For me it will combine well with my EF 70-200 4.0 IS to cover a very lot of situations. Preferably with two bodies (RP + R6?).
For low light you will have RF 1.8 35 macro & RF 2.0 85 macro at a fair price.
The lenses for the "higher end masses" seem to come now!


----------



## MadsLarsen (Sep 4, 2020)

I have been wating for this one! I loooove my EF 24-70 F4, and for most of my work the F2.8 is overkill. Im buying this the day of release, my old EF's rubberbands are almost falling off after 5 good years of use (and abuse)!


----------



## Joules (Sep 4, 2020)

stefang said:


> I have been waiting for this lens to replace my EF version, but if those dimensions are correct, this RF version is even longer than the EF version with RF adapter attached....


TDP lists the measured size of the EF 24-70 4.0 L as 101 - 131 mm. So 125 - 155 mm with the adapter (24 mm extra flange). As the RF version is a patent, you have to subtract the flange distance of the RF mount (20 mm) from the given total lens length, resulting in 115 to 140 mm, meaning it is slightly shorter than the EF version.


----------



## Mike9129 (Sep 4, 2020)

I dont understand this lense really.

what is the reason that someone would opt for a 24-70 f4 over the existing 24-105 f4?
Theyre the same category of lens except one has a better reach and is really highly useable.

is the shorter one that much cheaper?


----------



## MadsLarsen (Sep 4, 2020)

Mike9129 said:


> I dont understand this lense really.
> 
> what is the reason that someone would opt for a 24-70 f4 over the existing 24-105 f4?
> Theyre the same category of lens except one has a better reach and is really highly useable.
> ...



My experience is that i don't use that extra reach and therefore prefere the shorter range. And furthermore the 24-70 has a realy nice macro function, that i use alot!


----------



## Antono Refa (Sep 4, 2020)

Mike9129 said:


> I dont understand this lense really.
> 
> what is the reason that someone would opt for a 24-70 f4 over the existing 24-105 f4?
> They're the same category of lens except one has a better reach and is really highly useable.



In the EF mount, the 24-70mm f/4 is $200 cheaper, has 0.7x max magnification* compared to the 24-105mm f/4 mkII's 0.24x, is almost 200g lighter, and is an inch shorter. Apparently those are sufficient advantages to a sufficient number of photographers to keep this lens in production.

The RF lenses might have similar differences.

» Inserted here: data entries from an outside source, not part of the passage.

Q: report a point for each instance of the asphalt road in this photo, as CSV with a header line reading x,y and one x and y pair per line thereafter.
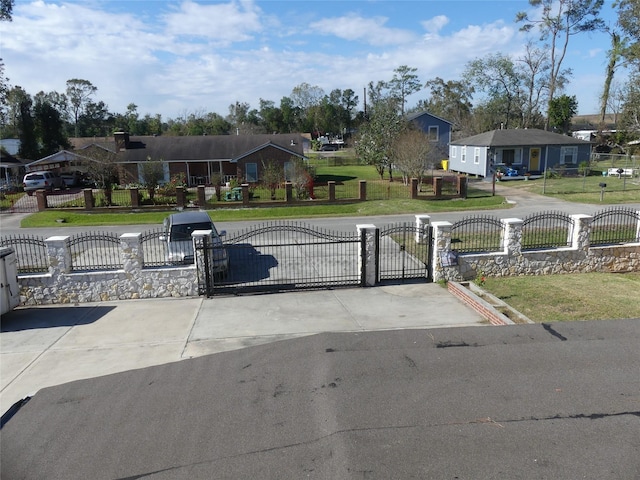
x,y
559,401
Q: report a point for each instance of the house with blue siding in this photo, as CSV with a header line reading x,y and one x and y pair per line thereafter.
x,y
524,150
437,129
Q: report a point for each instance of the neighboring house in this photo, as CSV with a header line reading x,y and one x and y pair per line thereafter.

* I'll skip the 'is this enough to make the lens macro' argument.


----------



## Mark3794 (Sep 4, 2020)

Mike9129 said:


> I dont understand this lense really.
> 
> what is the reason that someone would opt for a 24-70 f4 over the existing 24-105 f4?
> Theyre the same category of lens except one has a better reach and is really highly useable.
> ...



You have to try it, it's sharper than the 24-105 and the macro function is really useful


----------



## jolyonralph (Sep 4, 2020)

Mike9129 said:


> I dont understand this lense really.
> 
> what is the reason that someone would opt for a 24-70 f4 over the existing 24-105 f4?
> Theyre the same category of lens except one has a better reach and is really highly useable.
> ...



WIth the EF 24-70 vs 24-105, the 24-70 is significantly sharper in my experience. I'd expect similar with the RF lenses even though the RF 24-105 is pretty good.


----------



## stefang (Sep 4, 2020)

Joules said:


> TDP lists the measured size of the EF 24-70 4.0 L as 101 - 131 mm. So 125 - 155 mm with the adapter (24 mm extra flange). As the RF version is a patent, you have to subtract the flange distance of the RF mount (20 mm) from the given total lens length, resulting in 115 to 140 mm, meaning it is slightly shorter than the EF version.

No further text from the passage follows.